Fin de mission pour El Haussaine Louardi à la tête du département de la Santé. Après son limogeage par le souverain la semaine dernière, Louardi laisse derrière lui un ministère qui patauge face aux grands défis de la santé. Retour sur les tops et flops du mandat de Louardi.

Les raisons du limogeage
Bien que la responsabilité du ministère de la Santé ait été discutée depuis le début de l’affaire d’Al Hoceima, avec des retards monstres dans la réalisation de certains projets, le dernier rapport de la Cour des comptes est venu enterrer définitivement le débat. La cour reproche au ministère de la Santé d’avoir transféré des projets à l’Agence du Nord.

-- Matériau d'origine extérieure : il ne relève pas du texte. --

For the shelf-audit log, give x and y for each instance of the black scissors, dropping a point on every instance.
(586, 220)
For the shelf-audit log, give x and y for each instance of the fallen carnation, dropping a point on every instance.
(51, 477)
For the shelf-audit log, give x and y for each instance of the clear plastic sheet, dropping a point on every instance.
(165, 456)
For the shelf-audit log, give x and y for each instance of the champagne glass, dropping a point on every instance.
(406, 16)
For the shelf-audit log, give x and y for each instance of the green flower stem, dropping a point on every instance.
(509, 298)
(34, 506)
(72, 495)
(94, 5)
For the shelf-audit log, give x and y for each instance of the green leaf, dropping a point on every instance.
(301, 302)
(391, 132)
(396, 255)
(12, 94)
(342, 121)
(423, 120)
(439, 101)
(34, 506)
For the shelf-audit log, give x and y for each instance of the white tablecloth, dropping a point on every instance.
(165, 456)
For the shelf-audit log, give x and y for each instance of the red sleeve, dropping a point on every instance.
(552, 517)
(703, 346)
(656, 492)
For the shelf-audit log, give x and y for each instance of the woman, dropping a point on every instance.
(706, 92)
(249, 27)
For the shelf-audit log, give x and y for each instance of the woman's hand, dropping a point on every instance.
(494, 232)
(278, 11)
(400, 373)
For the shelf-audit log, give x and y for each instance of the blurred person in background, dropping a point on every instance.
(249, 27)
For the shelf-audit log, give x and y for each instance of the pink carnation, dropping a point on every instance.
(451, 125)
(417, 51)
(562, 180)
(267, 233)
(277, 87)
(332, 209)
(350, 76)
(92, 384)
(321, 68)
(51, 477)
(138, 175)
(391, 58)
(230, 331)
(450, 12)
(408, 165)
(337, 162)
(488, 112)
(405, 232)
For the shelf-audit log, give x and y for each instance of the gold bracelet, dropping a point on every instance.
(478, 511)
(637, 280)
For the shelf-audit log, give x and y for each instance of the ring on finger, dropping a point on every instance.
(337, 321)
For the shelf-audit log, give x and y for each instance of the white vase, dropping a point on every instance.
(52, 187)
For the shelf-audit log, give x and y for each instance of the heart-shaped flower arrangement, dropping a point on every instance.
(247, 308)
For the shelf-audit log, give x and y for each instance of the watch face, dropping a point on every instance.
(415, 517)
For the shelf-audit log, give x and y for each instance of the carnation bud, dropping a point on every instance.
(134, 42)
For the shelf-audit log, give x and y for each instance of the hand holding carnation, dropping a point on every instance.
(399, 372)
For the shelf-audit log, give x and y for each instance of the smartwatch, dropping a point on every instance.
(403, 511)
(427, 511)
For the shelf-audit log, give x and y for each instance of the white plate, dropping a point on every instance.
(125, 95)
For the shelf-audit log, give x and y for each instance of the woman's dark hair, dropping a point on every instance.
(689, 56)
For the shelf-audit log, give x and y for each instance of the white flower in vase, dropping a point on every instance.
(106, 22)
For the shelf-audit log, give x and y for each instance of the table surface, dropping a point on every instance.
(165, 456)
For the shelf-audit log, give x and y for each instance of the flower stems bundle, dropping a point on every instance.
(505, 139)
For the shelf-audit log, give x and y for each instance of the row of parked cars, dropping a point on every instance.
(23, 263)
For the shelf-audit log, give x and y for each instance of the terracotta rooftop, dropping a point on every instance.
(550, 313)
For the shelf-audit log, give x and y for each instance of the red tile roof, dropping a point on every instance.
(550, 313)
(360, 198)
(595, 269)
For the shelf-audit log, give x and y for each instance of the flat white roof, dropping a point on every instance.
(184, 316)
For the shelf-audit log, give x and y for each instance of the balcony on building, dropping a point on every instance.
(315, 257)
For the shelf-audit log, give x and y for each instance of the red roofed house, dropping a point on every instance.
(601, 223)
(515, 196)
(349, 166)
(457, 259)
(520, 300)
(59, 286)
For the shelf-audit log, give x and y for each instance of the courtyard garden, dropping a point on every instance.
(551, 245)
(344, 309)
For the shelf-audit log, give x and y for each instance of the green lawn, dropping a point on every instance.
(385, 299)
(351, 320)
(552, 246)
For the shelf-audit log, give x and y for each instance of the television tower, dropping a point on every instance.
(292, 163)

D’autant plus que pour de nombreux chantiers, les études n’étaient pas encore disponibles et le foncier non assaini. «Cet empressement traduit chez certains départements, dont celui de la Santé, une certaine volonté de se défaire de leurs engagements aux dépens de l’agence, alors qu’ils ont les capacités et l’expertise requises pour réaliser par eux-mêmes des projets similaires, comme ils le font habituellement sur l’ensemble du territoire national», tranche la Cour des comptes. Dans le cadre du programme de développement de la province d’Al Hoceima, intitulé «Manarat Al Moutawassit», signé devant le roi Mohammed VI en octobre 2015, le ministère de la Santé s’était engagé à réaliser des projets dans la ville pour une enveloppe de 330 millions de DH. Le retard pris sur ces projets et la mauvaise gestion de l’affaire semblent en tout cas être la principale raison du limogeage royal.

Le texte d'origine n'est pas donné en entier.